El truco es el siguiente: una dedicación absoluta a cambio de cacahuetes en un mercado copado por dos o tres pesos pesados cuya maquinaria se traga todo lo demás. La mayoría de estas personas habrá de aparcar su salud mental durante varios meses y lanzarse a presentaciones, entrevistas, mesas redondas, coloquios, ferias en ciudades que les resultarán ajenas, extrañas, demasiado frías, demasiado calurosas. Irán de hotel en hotel y de desayuno de buffet en desayuno de buffet con rostros que desaparecerán de sus memorias tan pronto salgan de allí y mujeres del servicio de limpieza que harán sus habitaciones cada día, todos los días. No recordarán en qué día viven. Muchas lo llamarán «Gira» porque suena sexy, suena llevar una vida de estrella del rock, no a precariedad, que es la palabra que mantiene en vilo a casi toda una generación. Respondía Jorge de Cascante a una pregunta en una entrevista de Vanity Fair: «Nadie lee nada y los espacios en medios de comunicación están reservados a dos o tres editoriales gigantes». Aun así verán a escritoras y escritores cada vez más escuchimizados escribir una nueva novela cada año o cada dos. ¿Cuál es su secreto, cómo viven? No teniendo que pagarse el alquiler, por ejemplo.
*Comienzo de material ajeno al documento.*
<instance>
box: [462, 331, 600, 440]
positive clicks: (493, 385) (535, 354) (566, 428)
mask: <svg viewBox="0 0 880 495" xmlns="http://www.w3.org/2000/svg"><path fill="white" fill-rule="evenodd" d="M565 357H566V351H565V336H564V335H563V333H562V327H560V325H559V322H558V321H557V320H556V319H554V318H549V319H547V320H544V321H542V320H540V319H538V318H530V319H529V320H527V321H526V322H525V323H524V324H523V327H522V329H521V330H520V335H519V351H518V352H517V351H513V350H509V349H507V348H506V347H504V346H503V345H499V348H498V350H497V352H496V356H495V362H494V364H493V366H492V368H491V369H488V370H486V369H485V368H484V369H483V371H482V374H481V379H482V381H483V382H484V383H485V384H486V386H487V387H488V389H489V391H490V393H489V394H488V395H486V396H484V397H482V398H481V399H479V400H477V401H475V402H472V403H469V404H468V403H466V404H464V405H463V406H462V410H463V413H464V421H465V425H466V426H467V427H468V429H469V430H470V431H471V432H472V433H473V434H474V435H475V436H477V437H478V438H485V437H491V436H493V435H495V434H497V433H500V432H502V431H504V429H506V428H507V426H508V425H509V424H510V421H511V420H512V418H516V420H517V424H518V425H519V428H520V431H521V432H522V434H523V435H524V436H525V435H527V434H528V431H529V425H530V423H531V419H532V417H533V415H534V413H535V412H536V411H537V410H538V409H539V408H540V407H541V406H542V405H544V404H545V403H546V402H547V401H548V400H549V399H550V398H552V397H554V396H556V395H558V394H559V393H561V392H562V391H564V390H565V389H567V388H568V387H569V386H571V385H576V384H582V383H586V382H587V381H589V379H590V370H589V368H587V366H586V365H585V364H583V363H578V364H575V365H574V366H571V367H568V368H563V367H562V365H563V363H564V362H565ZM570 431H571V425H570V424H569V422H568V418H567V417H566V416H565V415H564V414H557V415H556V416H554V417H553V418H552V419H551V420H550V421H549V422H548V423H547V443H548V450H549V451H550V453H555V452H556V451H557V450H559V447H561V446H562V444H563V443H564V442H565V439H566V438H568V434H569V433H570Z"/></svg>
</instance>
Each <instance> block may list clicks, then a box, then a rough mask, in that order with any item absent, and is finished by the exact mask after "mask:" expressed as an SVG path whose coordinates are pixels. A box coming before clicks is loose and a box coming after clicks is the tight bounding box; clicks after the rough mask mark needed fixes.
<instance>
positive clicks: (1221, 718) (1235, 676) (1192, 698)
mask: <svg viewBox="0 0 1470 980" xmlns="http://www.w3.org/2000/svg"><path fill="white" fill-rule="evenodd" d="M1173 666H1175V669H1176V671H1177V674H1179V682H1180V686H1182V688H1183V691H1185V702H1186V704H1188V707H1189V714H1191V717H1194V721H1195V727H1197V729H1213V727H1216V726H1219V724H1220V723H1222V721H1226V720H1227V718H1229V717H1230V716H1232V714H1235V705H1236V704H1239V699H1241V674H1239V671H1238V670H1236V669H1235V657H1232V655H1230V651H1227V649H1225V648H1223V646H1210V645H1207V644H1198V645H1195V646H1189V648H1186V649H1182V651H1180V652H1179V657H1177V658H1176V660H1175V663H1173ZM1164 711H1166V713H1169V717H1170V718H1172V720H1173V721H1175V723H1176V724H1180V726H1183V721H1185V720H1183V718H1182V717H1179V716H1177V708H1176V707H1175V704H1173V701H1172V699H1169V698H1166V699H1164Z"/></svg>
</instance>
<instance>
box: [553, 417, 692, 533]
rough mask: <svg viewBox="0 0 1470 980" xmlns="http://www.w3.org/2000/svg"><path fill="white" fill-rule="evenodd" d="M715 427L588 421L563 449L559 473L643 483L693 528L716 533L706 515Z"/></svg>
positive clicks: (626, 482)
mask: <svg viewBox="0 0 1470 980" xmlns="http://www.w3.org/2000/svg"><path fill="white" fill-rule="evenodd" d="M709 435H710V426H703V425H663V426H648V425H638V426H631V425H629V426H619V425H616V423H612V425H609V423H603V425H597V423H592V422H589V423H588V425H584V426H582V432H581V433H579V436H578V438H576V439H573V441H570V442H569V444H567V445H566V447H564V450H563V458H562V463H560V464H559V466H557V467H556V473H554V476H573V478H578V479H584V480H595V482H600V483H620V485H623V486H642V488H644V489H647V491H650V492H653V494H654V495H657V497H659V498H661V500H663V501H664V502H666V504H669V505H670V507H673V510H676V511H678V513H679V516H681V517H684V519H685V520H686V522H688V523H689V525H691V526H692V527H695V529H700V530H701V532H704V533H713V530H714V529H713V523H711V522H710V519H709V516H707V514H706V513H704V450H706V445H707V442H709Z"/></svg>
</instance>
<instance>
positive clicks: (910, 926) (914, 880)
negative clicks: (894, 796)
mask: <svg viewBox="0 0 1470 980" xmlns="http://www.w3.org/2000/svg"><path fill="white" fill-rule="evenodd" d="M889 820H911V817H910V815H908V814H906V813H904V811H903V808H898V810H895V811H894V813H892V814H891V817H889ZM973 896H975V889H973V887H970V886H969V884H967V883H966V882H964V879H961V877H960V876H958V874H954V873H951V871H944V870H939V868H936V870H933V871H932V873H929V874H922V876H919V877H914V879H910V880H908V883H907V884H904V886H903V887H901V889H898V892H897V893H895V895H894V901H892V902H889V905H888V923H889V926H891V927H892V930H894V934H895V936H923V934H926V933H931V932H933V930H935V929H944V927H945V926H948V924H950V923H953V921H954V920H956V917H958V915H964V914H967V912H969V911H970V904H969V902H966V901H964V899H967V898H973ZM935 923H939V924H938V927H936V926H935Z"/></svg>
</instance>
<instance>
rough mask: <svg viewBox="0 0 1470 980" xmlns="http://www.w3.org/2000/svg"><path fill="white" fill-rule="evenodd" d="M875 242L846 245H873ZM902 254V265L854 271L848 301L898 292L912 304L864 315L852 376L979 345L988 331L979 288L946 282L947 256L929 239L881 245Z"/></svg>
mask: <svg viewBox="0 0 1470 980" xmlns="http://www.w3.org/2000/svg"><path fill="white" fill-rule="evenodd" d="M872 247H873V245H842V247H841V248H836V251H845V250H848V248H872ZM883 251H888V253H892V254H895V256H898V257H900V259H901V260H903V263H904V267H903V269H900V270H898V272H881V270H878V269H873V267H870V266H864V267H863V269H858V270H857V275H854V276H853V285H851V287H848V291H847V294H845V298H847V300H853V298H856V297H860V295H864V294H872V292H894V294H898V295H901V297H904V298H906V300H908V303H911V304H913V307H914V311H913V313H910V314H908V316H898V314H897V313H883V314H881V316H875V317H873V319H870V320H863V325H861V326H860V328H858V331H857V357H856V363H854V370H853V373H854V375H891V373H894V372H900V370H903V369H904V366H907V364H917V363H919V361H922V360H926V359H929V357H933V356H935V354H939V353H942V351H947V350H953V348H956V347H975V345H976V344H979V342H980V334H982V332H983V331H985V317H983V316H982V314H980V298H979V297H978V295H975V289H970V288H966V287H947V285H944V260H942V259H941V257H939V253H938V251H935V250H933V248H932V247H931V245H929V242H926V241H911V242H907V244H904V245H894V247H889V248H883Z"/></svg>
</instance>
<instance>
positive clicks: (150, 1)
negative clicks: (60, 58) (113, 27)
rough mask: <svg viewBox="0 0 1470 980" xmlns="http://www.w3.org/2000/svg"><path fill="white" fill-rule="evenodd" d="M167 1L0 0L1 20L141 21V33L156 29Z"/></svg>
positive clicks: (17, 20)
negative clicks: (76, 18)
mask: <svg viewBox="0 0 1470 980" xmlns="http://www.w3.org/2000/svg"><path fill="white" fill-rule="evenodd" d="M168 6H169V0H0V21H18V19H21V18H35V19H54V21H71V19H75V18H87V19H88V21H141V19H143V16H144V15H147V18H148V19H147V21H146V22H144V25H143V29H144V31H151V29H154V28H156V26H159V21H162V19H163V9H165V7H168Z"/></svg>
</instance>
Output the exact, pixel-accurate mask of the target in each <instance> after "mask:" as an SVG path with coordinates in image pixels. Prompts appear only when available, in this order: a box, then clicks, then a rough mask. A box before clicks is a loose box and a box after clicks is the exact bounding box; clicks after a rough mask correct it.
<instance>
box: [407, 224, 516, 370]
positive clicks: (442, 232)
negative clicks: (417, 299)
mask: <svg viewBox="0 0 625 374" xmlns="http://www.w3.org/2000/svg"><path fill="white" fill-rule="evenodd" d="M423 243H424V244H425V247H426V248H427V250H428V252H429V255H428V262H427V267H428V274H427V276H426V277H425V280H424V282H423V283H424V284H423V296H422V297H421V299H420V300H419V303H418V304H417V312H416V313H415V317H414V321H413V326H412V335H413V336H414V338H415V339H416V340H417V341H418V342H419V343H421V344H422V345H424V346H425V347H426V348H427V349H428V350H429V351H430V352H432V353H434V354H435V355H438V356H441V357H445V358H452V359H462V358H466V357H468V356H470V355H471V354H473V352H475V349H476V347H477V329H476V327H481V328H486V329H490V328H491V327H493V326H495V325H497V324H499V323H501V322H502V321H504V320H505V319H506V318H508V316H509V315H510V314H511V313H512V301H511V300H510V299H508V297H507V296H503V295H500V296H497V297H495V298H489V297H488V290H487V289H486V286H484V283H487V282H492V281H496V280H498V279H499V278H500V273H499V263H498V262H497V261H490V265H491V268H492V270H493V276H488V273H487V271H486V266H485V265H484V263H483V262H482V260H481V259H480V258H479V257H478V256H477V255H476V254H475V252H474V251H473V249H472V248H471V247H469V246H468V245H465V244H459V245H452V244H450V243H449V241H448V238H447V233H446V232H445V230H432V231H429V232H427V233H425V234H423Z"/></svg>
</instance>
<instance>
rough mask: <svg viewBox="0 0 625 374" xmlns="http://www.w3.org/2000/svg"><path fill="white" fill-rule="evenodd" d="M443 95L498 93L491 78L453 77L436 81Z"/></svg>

Siendo hijos de, que eso siempre ayuda. Los pocos desgraciados que no heredarán nunca nada más allá de la vajilla de la casa familiar o con suerte algún anillo de sus madres viven así: encadenando royalties y luchando por no salir de la mesa de novedades. El ritmo es inasumible, tóxico y deshonesto para todos los demás, pero nadie dijo nunca que la literatura fuese asumible, justa u honesta. Todo lo que cree conocer sobre el mundo literario es mentira. Las listas de recomendados suelen estar monopolizadas por dos o como mucho tres editoriales, las fajas que ocupan la misma superficie que el puño de la mano de un gigante de tres metros de altura son puro marketing de favores que se deberán en el futuro y navajazos vuelan por las fechas de publicación.

Esta cuestión solía entristecerme pero encontré consuelo hace muy poco en unas palabras de Kafka, al que no le quedó más remedio que ponerse a trabajar en una compañía estatal de seguros porque él tampoco era hijo de burgueses y la literatura incluso entonces apenas daba para un café con leche. «En la oficina cumplo con mis obligaciones externas, pero no con mis obligaciones internas, y toda obligación interna no cumplida se convierte en una desdicha que ya no se aparta de mí». Las pocas amistades que tengo que se dedican a escribir lo hacen aquí y allá en medios pequeños y editoriales minúsculas. Se mueven sin quejarse en los márgenes que han conseguido agrandar a base de concesiones que no todo el mundo está dispuesto a hacer. La palabra que les persigue sigue dando vueltas al pie de la escalera, pero resisten. Kafka murió de tuberculosis a los 40 y nunca disfrutó de su éxito. Temo que corran una suerte similar. La idea me produce una desdicha que temo nunca se aparte de mí.